FC Barcelona przegrała z Milanem po rzutach karnych w meczu towarzyskim rozegranym w USA. W podstawowym czasie gry był remis 2:2, a o pierwszej porażce drużyny Hansiego Flicka tego lata zdecydowała seria rzutów karnych. W niej nieobecny był Robert Lewandowski, który wcześniej popisał się jednak dubletem.

AC Milan potrzebował zaledwie kwadransa, żeby całkowicie zaskoczyć Barcelonę. Włosi objęli prowadzenie już w 10. minucie. Piłkę w polu karnym dostał Christian Pulisic, który wyłożył ją na pustą bramkę Luce Joviciowi.
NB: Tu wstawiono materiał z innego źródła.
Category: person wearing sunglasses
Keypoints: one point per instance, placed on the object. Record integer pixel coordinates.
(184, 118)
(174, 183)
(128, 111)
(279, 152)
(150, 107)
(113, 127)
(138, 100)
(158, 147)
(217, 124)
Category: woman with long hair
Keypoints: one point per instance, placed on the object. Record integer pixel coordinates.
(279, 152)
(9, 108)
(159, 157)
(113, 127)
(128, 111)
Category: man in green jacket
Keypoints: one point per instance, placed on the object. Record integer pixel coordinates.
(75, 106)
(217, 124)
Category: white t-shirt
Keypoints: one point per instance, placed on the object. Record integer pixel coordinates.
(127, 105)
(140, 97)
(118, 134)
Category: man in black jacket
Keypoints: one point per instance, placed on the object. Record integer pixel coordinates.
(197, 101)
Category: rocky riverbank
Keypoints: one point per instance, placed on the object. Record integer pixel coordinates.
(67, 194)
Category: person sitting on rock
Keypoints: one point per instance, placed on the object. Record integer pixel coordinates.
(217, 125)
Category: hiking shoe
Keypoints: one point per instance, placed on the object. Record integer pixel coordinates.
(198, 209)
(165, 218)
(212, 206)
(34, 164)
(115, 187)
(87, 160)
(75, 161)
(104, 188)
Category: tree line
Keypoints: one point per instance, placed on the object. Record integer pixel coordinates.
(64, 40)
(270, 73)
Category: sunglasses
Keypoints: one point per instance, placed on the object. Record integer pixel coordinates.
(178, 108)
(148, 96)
Zobacz wideo Nowa rzeczywistość Probierza. Garnitury, zegarki, ranking najprzystojniejszych selekcjonerów

Minęło raptem pięć minut i Milan prowadził już 2:0. Tym razem Pulisic dostał podanie na lewej stronie od Rafaela Leao. Amerykanin popędził sam, wpadł w pole karne i oddał niespodziewany strzał z ostrego kąta, który kompletnie zaskoczył Marca-Andre ter Stegena.

I wtedy do roboty wziął się Robert Lewandowski. W 22. minucie do kapitana reprezentacji Polski podawał Raphinha. Lewandowski otrzymał piłkę na linii pola karnego, spojrzał, jak ustawiony jest Lorenzo Torriani i precyzyjnym strzałem zdobył bramkę kontaktową.

13 minut po przerwie był już remis. Kapitalne, prostopadłe podanie otrzymał Pau Victor, który wpadł w pole karne Milanu. 22-letni zawodnik Barcelony zagrał w swoją lewą stronę, wykładając Lewandowskiemu piłkę na pustą bramkę.

Gole Lewandowskiego, porażka Barcelony

Kapitan reprezentacji Polski zszedł z boiska w 78. minucie, a zmienił go Vitor Roque. To właśnie dlatego Lewandowski nie brał udziału w serii rzutów karnych, które zdecydowały o triumfie Milanu. Włosi wygrali w karnych 4:3.

W pierwszej serii rzutów karnych nie strzelili Ismael Brnnacer oraz Jules Kounde. W drugiej serii pomylił się Quim Junyent po stronie Barcelony, a w trzeciej Pierre Kalulu z Milanu. O wszystkim zdecydowała szósta seria, w której gola strzelił najpierw Kevin Zeroli, a za chwilę jedenastkę zmarnował Mikayil Faye.

Dla Barcelony to pierwsza porażka w czwartym sparingu tego lata. Wcześniej zespół Hansiego Flicka pokonywał Olot (1:0), Manchester City oraz Real Madryt (2:1). Były to też pierwsze bramki Lewandowskiego w okresie przygotowawczym.

Pierwszy mecz o punkty Barcelona zagra 17 sierpnia, kiedy zagra na wyjeździe z Valencią. Pięć dni wcześniej Katalończycy zagrają jeszcze z AS Monaco.